Saturday 20 January 2024

377. Andy Low & Slow Takeover At Le Petit Bois

 


  The proprietors of Le Petit Bois were taking a month’s break and the Moseley restaurant had been taken over for their period of absence by Andy Stubbs of Andy Slow & Low. I was meeting an old friend and we thought it would be a good idea to ‘go French’ and since he lived a short distance from Moseley we decided to meet up at Le Petit Bois. On making the reservation, we discovered the change of chef and cuisine but that seemed satisfactory given that Andy Low & Slow is well thought of and I’ve experienced his cooking before.

  It turned out to be disappointing and all a little odd. There was a choice of three starters - two variants of fresh oysters and a dip of a cheese and spicy pepper. The dip was fine but hardly exhilarating and seemed like something I could have whipped up at home in next to no time. What was odd was that it was served with what were undoubtedly Ritz crackers. I’ve never been to a restaurant and been served Ritz biscuits before. It just seemed too lazy. Perhaps some fresh bread would have made the dish look like a professional had prepared it but this did not seem like a good start.
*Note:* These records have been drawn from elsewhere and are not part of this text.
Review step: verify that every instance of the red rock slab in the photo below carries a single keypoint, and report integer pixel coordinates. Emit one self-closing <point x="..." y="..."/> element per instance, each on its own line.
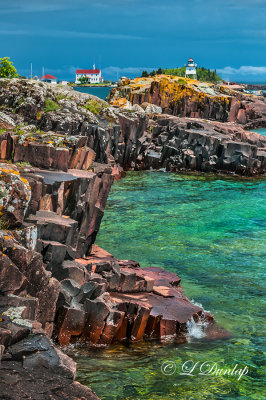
<point x="70" y="323"/>
<point x="98" y="255"/>
<point x="176" y="308"/>
<point x="162" y="277"/>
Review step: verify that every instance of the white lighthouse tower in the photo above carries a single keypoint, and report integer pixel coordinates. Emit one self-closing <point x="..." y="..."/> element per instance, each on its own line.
<point x="191" y="69"/>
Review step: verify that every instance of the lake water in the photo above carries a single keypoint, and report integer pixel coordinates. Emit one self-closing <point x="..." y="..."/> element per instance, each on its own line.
<point x="101" y="92"/>
<point x="262" y="131"/>
<point x="211" y="231"/>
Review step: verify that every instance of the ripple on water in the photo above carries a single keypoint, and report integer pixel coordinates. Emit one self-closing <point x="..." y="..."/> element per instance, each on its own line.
<point x="211" y="231"/>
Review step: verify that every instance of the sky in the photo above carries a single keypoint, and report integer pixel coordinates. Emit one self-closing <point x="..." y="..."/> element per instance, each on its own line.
<point x="123" y="37"/>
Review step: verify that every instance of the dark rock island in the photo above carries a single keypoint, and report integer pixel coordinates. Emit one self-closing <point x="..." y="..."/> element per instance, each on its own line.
<point x="60" y="151"/>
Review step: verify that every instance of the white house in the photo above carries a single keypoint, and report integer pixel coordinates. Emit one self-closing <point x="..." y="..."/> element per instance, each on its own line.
<point x="93" y="75"/>
<point x="48" y="78"/>
<point x="191" y="69"/>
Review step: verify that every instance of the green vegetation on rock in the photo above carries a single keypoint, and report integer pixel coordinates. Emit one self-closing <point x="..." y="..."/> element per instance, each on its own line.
<point x="203" y="74"/>
<point x="7" y="69"/>
<point x="50" y="105"/>
<point x="95" y="107"/>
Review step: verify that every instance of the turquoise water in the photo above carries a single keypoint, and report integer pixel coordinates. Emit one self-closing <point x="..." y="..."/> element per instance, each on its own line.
<point x="211" y="232"/>
<point x="101" y="92"/>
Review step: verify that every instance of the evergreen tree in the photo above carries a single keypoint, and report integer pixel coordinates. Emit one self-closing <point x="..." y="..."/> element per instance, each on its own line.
<point x="7" y="69"/>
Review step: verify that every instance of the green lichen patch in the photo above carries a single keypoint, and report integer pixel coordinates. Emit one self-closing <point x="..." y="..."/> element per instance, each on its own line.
<point x="50" y="105"/>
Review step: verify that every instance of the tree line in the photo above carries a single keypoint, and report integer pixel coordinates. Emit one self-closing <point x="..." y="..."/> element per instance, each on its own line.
<point x="203" y="74"/>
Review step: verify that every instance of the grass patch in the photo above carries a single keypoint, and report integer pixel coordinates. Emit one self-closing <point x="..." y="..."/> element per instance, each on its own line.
<point x="182" y="82"/>
<point x="50" y="105"/>
<point x="95" y="107"/>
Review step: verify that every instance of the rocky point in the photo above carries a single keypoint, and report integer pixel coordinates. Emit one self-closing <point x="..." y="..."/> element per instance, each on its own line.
<point x="60" y="151"/>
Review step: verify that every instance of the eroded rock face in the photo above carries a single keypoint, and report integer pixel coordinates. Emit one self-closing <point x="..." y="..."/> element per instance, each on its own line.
<point x="15" y="195"/>
<point x="73" y="137"/>
<point x="186" y="97"/>
<point x="122" y="302"/>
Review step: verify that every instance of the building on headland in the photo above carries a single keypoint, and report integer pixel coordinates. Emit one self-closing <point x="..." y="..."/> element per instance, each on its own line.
<point x="48" y="79"/>
<point x="191" y="69"/>
<point x="88" y="76"/>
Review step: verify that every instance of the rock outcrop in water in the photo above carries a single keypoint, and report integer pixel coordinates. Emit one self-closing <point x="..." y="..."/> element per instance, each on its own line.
<point x="53" y="128"/>
<point x="60" y="151"/>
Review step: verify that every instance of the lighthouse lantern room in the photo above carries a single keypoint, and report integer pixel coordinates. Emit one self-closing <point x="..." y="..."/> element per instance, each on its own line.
<point x="191" y="69"/>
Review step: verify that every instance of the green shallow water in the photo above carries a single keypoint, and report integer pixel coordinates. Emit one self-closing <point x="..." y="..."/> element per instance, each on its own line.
<point x="211" y="232"/>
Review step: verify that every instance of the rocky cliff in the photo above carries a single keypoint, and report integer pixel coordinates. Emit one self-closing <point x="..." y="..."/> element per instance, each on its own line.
<point x="186" y="97"/>
<point x="60" y="152"/>
<point x="54" y="128"/>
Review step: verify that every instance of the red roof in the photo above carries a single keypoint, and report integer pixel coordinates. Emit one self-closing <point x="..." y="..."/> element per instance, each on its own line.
<point x="88" y="71"/>
<point x="48" y="76"/>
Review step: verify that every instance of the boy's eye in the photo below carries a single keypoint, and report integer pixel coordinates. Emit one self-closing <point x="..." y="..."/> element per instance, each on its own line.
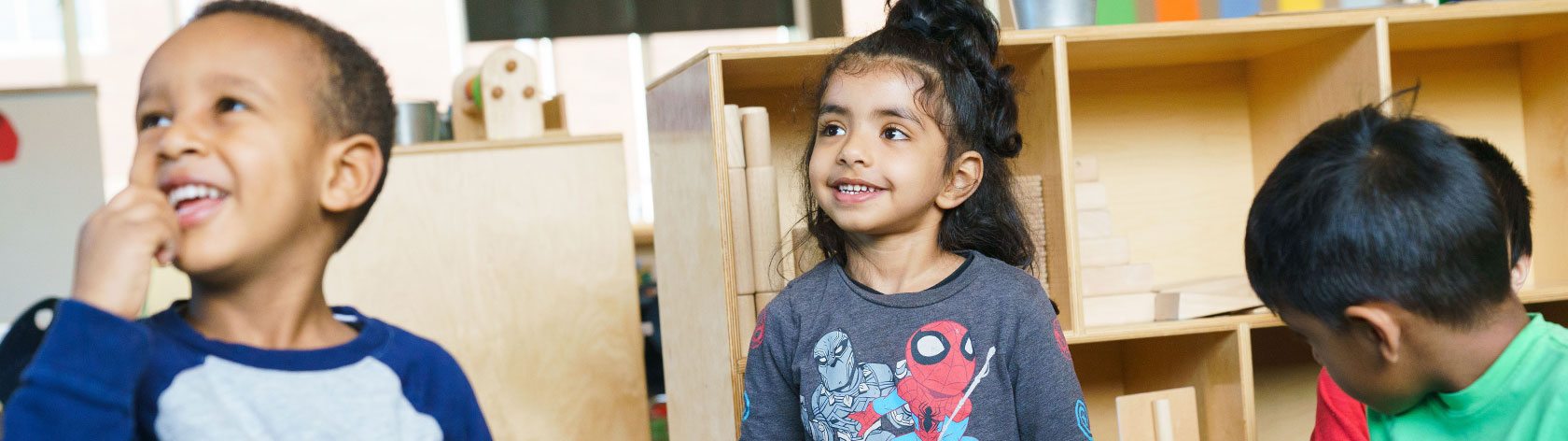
<point x="231" y="106"/>
<point x="147" y="121"/>
<point x="832" y="131"/>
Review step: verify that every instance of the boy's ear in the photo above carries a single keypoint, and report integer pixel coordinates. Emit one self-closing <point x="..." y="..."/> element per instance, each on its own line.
<point x="1521" y="270"/>
<point x="963" y="182"/>
<point x="352" y="170"/>
<point x="1377" y="323"/>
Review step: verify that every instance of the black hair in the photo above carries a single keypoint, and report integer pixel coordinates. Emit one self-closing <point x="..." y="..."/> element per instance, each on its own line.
<point x="1379" y="207"/>
<point x="357" y="97"/>
<point x="1510" y="189"/>
<point x="952" y="48"/>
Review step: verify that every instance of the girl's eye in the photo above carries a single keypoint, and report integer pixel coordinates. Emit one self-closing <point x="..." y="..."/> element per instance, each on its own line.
<point x="231" y="106"/>
<point x="152" y="120"/>
<point x="832" y="131"/>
  For the main course I was thrilled to choose smoked sausage and chicken gumbo. This took me back, more years than I care to think about, to a trip to New Orleans and dining on gumbo one night and jambalaya another night and walking past the numerous bars on Bourbon Street and listening to the jazz that drifted out from the open doors,; what excitement. The gumbo served by Andy Low & Slow was edible enough but really quite disappointing. The only real spiciness seemed to come from the sausage, the chicken was lacking in flavour and the sauce was thin and uninteresting. The cornbread which eventually appeared was powerfully prawn flavoured - it reminded me of the bread served at 670 Grams, where I attended a 670 Grams x Andy Low & Slow collaboration last year. The bread’s texture was lovely but, unlike the rest of the meal, the flavour was just too powerful for me to find enjoyable. I felt at the end of it all, that I could have cooked a better gumbo than this at home.




  My dining companion was pleased with the six impressively large langoustines he was served and to add some carbohydrate he ordered a plate of tender, charred leeks served with beans. The dish looked exciting but tasted fairly ordinary. For dessert I ordered the only available item on that part of the menu which was buttermilk pie (which I forgot to photograph). The pie looked neat and the custard was a nice consistency but, for me, a little over-sweet. The pastry was very humdrum and certainly did not rise above that achievable by a middling home cook.

  It’s always hard to record a list of disappointments when one considers the time a chef has invested in preparing their dishes but this was not a cheap meal and for the price I would have expected something a little more exciting and accomplished and I really found it depressing that Ritz crackers were used with the dip. This was one of those meals which really did not live up to my expectations.